As used in cars, the gauge consists of two parts:
The sending unit usually uses a float connected to a variable resistor. When the tank is full, the resistor is set to its low resistance value. As the tank empties, the float drops and the slides a moving contact along the resistor, increasing its resistance, finally reaching its highest value when the tank is empty. In addition, when the resistance is at a certain point, it will also turn on a "low fuel" light on some vehicles.
Meanwhile, the indicator unit (usually mounted on the instrument panel) is measuring and displaying the amount of electrical current flowing through the sending unit. When the tank level is high and maximum current is flowing, the needle points to "F" indicating a full tank. When the tank is empty and the least current is flowing, the needle points to "E" indicating an empty tank.
The system is fail safe; a fault that opens the electrical circuit causes the indicator to show the tank as being empty (which will provoke the driver to refill the tank(in theory)) rather than full (which would allow the driver to run out of fuel with no prior notification).
Systems that measure large fuel tanks (including underground storage tanks) may use the same electro-mechanical principle or may make use of a pressure sensor, sometimes connected to a mercury manometer.
Large airplanes use a different fuel gauge design principle.

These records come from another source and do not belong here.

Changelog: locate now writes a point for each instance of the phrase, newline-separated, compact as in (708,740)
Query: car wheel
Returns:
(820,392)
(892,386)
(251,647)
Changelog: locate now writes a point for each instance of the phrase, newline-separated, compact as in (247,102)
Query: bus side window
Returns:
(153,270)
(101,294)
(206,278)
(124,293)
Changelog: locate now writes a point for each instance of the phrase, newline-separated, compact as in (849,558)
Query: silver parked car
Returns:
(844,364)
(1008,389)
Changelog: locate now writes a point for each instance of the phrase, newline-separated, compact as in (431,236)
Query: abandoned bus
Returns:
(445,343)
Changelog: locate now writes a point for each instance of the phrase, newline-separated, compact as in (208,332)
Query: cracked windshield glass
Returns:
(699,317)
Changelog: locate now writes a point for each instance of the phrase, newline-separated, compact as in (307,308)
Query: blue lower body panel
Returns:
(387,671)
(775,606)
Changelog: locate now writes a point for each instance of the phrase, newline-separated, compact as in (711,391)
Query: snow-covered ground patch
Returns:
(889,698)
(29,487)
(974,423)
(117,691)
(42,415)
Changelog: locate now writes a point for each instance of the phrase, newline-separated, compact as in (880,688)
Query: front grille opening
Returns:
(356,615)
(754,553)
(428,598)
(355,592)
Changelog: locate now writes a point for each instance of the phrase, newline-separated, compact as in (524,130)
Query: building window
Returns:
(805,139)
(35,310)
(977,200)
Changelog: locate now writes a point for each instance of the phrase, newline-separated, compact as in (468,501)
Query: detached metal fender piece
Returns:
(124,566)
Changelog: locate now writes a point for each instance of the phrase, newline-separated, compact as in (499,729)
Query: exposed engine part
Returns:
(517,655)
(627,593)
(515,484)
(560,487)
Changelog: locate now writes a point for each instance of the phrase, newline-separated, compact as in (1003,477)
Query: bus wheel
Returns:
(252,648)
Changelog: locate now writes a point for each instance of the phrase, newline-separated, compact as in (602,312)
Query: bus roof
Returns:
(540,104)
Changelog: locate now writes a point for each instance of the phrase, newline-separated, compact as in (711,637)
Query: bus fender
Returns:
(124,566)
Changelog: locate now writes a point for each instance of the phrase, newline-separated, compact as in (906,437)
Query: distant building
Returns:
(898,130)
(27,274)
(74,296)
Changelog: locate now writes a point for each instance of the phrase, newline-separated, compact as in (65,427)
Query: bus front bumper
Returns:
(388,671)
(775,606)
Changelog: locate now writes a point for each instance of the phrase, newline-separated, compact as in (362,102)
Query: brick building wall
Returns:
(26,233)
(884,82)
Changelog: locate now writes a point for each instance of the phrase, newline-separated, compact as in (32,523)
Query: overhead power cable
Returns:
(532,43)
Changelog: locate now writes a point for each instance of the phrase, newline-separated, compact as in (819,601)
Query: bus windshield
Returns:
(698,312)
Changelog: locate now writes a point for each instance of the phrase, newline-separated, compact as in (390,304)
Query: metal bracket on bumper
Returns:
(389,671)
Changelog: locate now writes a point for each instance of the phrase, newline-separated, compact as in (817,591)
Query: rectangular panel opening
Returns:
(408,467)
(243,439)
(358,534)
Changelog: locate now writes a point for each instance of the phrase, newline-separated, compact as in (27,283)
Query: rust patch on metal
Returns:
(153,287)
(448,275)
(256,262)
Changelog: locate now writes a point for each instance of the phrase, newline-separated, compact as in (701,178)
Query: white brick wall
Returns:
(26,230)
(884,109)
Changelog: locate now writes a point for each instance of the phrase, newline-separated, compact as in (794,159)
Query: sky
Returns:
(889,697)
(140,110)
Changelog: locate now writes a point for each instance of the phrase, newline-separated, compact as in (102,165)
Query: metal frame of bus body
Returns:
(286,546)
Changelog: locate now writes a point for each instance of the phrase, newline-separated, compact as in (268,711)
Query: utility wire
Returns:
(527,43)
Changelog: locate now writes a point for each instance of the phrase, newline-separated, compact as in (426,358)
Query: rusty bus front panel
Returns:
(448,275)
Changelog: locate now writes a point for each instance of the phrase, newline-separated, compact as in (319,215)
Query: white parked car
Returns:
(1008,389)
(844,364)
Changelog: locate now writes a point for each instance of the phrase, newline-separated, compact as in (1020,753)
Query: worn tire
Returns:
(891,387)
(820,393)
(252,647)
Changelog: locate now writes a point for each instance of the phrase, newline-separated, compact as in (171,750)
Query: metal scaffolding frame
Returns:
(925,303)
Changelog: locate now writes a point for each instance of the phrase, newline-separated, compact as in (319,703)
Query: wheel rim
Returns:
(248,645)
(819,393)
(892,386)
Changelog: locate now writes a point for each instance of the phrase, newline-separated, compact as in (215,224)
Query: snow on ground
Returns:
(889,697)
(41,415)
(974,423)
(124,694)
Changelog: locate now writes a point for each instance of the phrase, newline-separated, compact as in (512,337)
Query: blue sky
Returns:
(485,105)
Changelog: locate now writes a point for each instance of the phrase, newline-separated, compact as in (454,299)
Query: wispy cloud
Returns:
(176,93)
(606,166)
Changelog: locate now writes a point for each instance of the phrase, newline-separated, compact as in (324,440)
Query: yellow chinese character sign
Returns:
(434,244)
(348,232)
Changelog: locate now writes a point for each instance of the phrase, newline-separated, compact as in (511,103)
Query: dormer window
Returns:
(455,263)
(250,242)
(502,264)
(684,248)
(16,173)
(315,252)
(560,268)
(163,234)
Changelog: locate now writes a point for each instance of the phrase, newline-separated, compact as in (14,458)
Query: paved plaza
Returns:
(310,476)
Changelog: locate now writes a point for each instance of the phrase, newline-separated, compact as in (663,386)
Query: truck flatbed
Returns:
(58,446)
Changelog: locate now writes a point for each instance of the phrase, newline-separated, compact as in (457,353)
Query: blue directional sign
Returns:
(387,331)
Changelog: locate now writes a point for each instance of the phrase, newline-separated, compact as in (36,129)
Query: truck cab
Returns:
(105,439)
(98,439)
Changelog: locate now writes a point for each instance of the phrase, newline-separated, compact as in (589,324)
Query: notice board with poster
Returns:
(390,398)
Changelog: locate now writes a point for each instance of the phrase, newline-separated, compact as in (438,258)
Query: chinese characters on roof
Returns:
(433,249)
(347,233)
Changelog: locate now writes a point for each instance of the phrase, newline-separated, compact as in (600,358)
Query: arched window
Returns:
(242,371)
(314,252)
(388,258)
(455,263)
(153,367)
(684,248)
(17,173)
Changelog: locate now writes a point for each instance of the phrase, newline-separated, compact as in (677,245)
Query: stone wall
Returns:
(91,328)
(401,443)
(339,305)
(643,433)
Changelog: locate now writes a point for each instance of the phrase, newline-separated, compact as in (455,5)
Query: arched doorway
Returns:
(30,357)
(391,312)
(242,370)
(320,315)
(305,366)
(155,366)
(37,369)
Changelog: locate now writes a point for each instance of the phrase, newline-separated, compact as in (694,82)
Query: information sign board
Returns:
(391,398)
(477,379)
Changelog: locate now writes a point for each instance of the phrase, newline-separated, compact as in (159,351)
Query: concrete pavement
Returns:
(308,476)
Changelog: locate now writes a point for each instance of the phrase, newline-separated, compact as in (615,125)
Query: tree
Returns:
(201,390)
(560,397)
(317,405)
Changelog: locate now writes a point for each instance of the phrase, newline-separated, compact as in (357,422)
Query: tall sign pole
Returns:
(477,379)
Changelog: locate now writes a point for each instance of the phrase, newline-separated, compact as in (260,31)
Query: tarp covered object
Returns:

An airplane has a few (around 30 on an A320) low voltage capacitors where the fuel can go between them. At different fuel levels there are different capacitances (i.e. capacitance proportional to the height of fuel) and therefore the level of fuel can be determined. For the aircraft pitch and roll attitudes the fuel computer works out how much fuel there is (slightly different on different manufacturers). In total this is more than 99% accurate.